- Born: 1808 South Carolina, U.S.
- Died: August 5, 1869 (aged 60–61) Austin, Texas, U.S.
- Resting place: Oakwood Cemetery
- Occupation: Politician
- Political party: Democratic Party Know Nothing Party
- Spouse: Eliza Green
- Children: Charles Adolphus Crosby

= Stephen Crosby =

American politician (1808–1869)

Stephen Crosby (1808-1869) was an American politician. He served as the commissioner of the United States General Land Office for Texas in the 1850s and 1860s. He is the namesake of Crosby County, Texas.

==Early life==
Stephen Crosby was born in 1808 in South Carolina.

==Career==
Crosby worked on a steamboat on the Alabama River in the 1830s. He moved to Texas in 1840 and joined the Democratic Party.

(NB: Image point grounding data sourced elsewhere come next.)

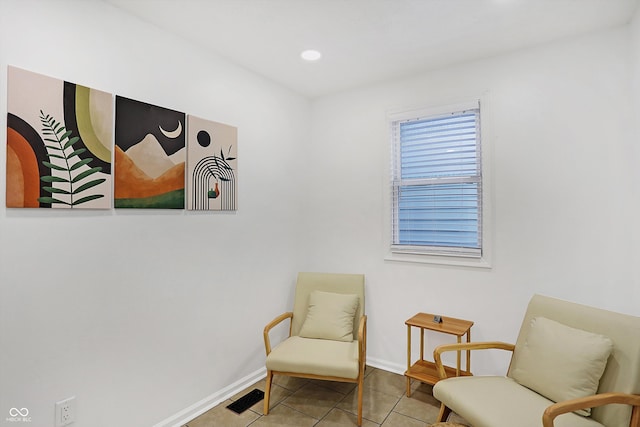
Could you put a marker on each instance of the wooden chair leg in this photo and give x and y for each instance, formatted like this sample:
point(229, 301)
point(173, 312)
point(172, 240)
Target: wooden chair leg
point(635, 417)
point(444, 413)
point(267, 391)
point(360, 392)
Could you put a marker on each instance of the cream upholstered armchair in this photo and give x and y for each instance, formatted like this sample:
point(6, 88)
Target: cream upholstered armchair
point(327, 333)
point(567, 359)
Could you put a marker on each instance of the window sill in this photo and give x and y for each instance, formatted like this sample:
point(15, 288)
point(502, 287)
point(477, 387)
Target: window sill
point(481, 262)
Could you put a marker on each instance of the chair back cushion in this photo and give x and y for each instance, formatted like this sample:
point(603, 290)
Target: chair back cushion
point(348, 284)
point(622, 373)
point(561, 363)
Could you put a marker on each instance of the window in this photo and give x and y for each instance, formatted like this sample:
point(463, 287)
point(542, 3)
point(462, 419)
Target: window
point(436, 182)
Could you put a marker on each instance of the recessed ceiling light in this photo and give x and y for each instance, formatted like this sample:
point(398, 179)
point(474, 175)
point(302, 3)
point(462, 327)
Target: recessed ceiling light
point(310, 55)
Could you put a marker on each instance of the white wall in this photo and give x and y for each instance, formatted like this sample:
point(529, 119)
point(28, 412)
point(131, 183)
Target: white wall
point(141, 314)
point(563, 159)
point(166, 309)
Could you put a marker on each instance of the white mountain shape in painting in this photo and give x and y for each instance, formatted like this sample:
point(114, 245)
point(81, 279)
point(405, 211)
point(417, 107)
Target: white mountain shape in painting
point(149, 156)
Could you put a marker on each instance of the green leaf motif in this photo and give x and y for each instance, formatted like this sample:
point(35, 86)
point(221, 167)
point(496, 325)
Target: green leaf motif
point(89, 185)
point(88, 199)
point(80, 163)
point(86, 174)
point(51, 200)
point(52, 166)
point(60, 147)
point(77, 152)
point(49, 178)
point(56, 190)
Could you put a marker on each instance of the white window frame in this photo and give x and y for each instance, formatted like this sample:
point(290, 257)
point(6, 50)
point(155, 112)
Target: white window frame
point(424, 255)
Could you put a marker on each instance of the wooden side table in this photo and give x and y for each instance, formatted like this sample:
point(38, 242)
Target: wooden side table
point(424, 370)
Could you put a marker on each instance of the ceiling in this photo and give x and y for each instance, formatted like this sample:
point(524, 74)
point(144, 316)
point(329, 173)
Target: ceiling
point(370, 41)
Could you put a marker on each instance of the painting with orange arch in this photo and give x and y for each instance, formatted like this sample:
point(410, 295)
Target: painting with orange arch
point(59, 139)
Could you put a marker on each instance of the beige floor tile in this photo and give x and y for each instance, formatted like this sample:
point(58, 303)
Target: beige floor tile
point(302, 402)
point(421, 406)
point(313, 399)
point(398, 420)
point(386, 382)
point(220, 416)
point(376, 405)
point(283, 415)
point(455, 418)
point(340, 418)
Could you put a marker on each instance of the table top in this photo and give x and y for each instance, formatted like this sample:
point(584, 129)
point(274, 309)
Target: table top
point(449, 325)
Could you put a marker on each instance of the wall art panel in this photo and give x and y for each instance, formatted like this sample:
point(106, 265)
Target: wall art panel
point(59, 139)
point(149, 156)
point(212, 175)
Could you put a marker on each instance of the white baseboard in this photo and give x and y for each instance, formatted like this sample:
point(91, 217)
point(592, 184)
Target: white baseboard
point(199, 408)
point(385, 365)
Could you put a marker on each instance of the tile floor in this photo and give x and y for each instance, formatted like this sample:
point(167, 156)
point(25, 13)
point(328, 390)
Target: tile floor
point(301, 403)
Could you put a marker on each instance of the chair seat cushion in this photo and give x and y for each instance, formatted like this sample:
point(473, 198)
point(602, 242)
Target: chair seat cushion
point(315, 357)
point(492, 401)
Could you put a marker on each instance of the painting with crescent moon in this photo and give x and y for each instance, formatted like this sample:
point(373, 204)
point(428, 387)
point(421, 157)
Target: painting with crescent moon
point(150, 156)
point(59, 139)
point(212, 165)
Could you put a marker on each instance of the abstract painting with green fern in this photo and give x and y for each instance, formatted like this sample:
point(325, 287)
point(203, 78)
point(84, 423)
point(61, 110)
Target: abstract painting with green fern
point(59, 143)
point(71, 185)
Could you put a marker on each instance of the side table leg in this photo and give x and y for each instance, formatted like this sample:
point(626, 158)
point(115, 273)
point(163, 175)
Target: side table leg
point(408, 360)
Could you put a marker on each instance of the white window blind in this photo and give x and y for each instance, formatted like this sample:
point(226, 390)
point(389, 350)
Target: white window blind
point(437, 184)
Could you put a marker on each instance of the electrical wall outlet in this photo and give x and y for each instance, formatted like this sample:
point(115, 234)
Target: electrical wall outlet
point(65, 411)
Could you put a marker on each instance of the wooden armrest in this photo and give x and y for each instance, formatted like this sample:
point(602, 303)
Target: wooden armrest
point(592, 401)
point(273, 323)
point(362, 340)
point(466, 346)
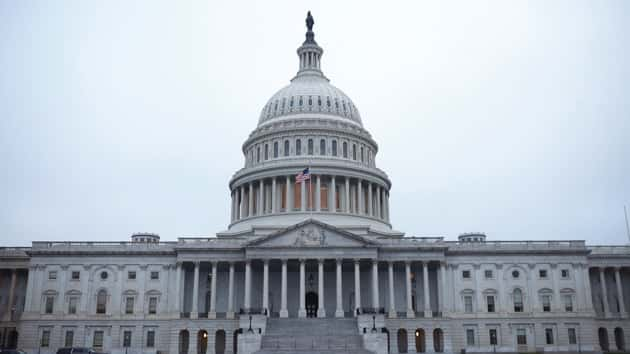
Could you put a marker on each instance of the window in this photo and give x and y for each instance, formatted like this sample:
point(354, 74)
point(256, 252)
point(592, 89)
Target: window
point(45, 342)
point(567, 300)
point(50, 302)
point(69, 340)
point(129, 305)
point(150, 339)
point(572, 335)
point(470, 337)
point(490, 301)
point(549, 335)
point(152, 305)
point(546, 301)
point(97, 341)
point(127, 339)
point(521, 336)
point(72, 305)
point(468, 303)
point(493, 336)
point(517, 298)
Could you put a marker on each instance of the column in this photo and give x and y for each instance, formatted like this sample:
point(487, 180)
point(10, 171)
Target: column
point(266, 286)
point(425, 282)
point(247, 301)
point(318, 195)
point(230, 313)
point(332, 201)
point(392, 300)
point(283, 301)
point(346, 195)
point(375, 297)
point(622, 305)
point(302, 309)
point(213, 291)
point(194, 312)
point(357, 285)
point(370, 211)
point(339, 310)
point(250, 200)
point(321, 312)
point(360, 210)
point(602, 282)
point(274, 202)
point(410, 312)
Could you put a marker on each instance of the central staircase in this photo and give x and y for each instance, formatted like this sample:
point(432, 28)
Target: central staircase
point(312, 336)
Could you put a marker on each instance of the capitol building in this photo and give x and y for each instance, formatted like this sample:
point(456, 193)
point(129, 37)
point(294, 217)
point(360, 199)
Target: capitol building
point(310, 263)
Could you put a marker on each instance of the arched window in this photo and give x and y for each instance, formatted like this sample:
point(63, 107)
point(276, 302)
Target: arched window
point(402, 340)
point(101, 302)
point(420, 341)
point(517, 299)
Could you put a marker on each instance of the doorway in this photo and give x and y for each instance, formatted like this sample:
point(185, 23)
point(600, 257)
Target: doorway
point(311, 304)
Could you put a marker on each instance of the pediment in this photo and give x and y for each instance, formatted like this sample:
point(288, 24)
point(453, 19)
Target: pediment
point(313, 234)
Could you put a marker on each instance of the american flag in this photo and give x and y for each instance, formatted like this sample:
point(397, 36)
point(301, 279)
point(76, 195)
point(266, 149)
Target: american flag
point(305, 175)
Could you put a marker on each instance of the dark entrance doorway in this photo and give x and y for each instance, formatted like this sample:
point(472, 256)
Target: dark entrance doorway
point(311, 304)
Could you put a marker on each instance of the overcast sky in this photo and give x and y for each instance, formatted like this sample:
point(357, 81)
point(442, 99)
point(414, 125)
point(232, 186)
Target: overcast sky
point(506, 117)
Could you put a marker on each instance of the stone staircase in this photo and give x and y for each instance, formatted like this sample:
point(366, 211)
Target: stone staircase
point(312, 336)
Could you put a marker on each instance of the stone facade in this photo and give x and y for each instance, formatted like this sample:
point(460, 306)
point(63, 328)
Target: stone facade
point(322, 248)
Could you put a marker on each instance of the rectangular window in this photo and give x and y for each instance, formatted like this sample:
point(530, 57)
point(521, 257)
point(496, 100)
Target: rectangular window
point(150, 339)
point(572, 336)
point(468, 304)
point(493, 337)
point(152, 305)
point(129, 305)
point(72, 305)
point(549, 335)
point(97, 341)
point(127, 339)
point(521, 336)
point(490, 301)
point(50, 302)
point(546, 300)
point(45, 342)
point(470, 337)
point(69, 340)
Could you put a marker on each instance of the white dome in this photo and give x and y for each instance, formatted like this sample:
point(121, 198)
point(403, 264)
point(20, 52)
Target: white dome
point(310, 94)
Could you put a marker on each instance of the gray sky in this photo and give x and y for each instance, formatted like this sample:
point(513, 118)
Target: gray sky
point(511, 118)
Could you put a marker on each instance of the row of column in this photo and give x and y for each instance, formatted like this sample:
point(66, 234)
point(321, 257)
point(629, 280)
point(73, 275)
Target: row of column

In 1851, he was elected as a commissioner of the Texas General Land Office. He served in this capacity until 1858. He ran again as a member of the Know Nothing Party, but he lost the election. Nevertheless, he served again as Commissioner as a Democrat until he was dismissed in 1867.

==Personal life==
Crosby married Eliza Green. They had a son, Charles Adolphus Crosby. They resided in Austin, Texas.

==Death==
Crosby died of a laudanum overdose on August 5, 1869, in Austin, Texas. Crosby County, Texas, was named in his honor.